October 2009 Gazette No. 66, Joe Lake

The arts are not cumulative. Just when we feel to have produced the perfect poem or painting or installation, whoosh, the arts head off in a different direction.
Here are some traditional guidelines to criticism: Be interesting; make a point, be moral; expand the mind; no prejudice or lampoons; be serious and sincere; help the reader to change for the better; write simply; don’t be obscure; make it pleasent reading; have new ideas; help people to think; help the reader to make the right choices in their lives.
Congratulations to Mary Kille and Vi Woodhouse for jointly winning first prize, and the money, in the Burnie Poetry Slam; Peter Stratford came second and Loretta Gaul third. They go on now to better things and maybe to Sydney at the Opera House where the prize is huge.
Don’t forget Burnie Shines, Europa Poets’ Gold Pot which is a glass goblet filled with the gold coins of participants.
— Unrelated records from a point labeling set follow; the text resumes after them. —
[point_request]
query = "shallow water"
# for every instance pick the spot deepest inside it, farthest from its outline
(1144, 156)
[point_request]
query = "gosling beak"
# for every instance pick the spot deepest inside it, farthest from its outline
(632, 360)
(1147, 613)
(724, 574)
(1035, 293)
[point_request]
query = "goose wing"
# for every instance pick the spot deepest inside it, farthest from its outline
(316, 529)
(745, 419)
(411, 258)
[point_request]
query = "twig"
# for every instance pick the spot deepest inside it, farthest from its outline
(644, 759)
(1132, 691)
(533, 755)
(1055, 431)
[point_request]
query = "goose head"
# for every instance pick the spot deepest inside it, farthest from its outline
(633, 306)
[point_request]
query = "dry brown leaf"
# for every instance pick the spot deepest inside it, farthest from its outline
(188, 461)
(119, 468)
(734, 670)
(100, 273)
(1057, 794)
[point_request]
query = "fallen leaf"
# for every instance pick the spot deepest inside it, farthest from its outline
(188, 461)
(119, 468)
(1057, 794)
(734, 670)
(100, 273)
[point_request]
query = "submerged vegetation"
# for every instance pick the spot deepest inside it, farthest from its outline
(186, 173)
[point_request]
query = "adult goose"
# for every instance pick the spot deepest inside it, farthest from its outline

It is to be held on Friday, October 30, at 5.30 pm at the Burnie Library. Vi has organised the musical entertainment and there will be a little supper.
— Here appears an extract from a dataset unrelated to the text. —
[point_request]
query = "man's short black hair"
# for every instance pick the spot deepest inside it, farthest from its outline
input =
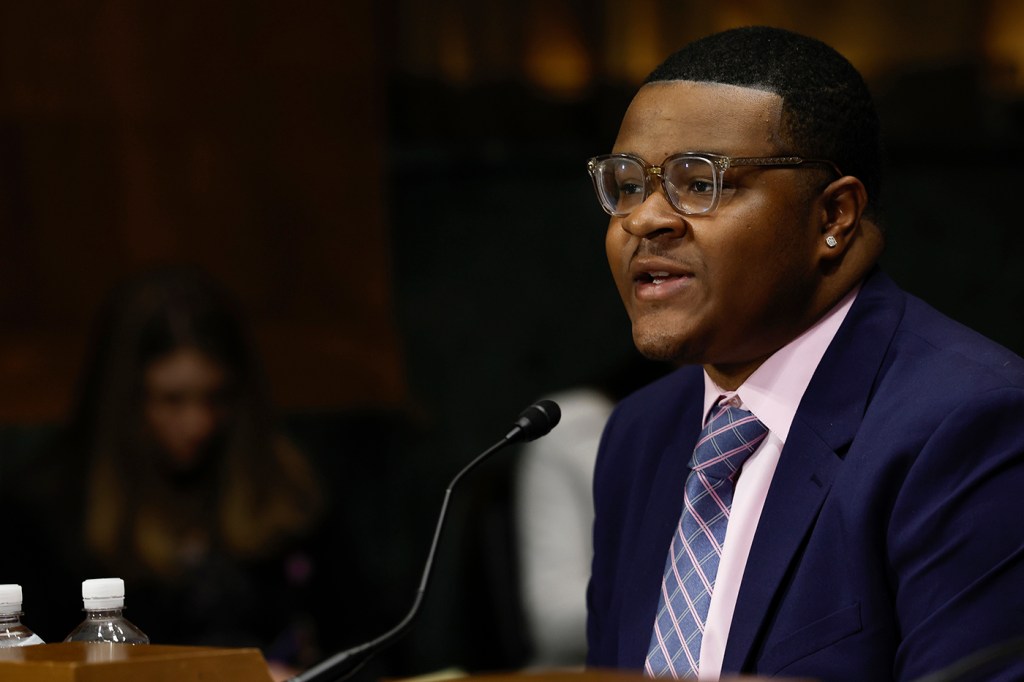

My tulips have turned out huge; their colours are yellow, red and mauve. The vegetable seeds in their toilet roll centres in potting soil inside the icecream container have dared to show their little green sprouts tentatively and eventually will be planted into the garden. I’ll have to cut the grass again because it won’t stop growing.
We had a blogger, blogspot site that showed the month’s poems. Now I can’t find it. I’ll have to ask my four-year-old nephew. He’ll fix it. It’s hard in old age to do what the young ones do with their Facebook and blogs and websites, and what-not so easily.
At the library, when Elaine Harris broadcast on Harry Potter, a little boy came along and recited the whole first chapter of the latest book. I won’t tell you how much I could remember.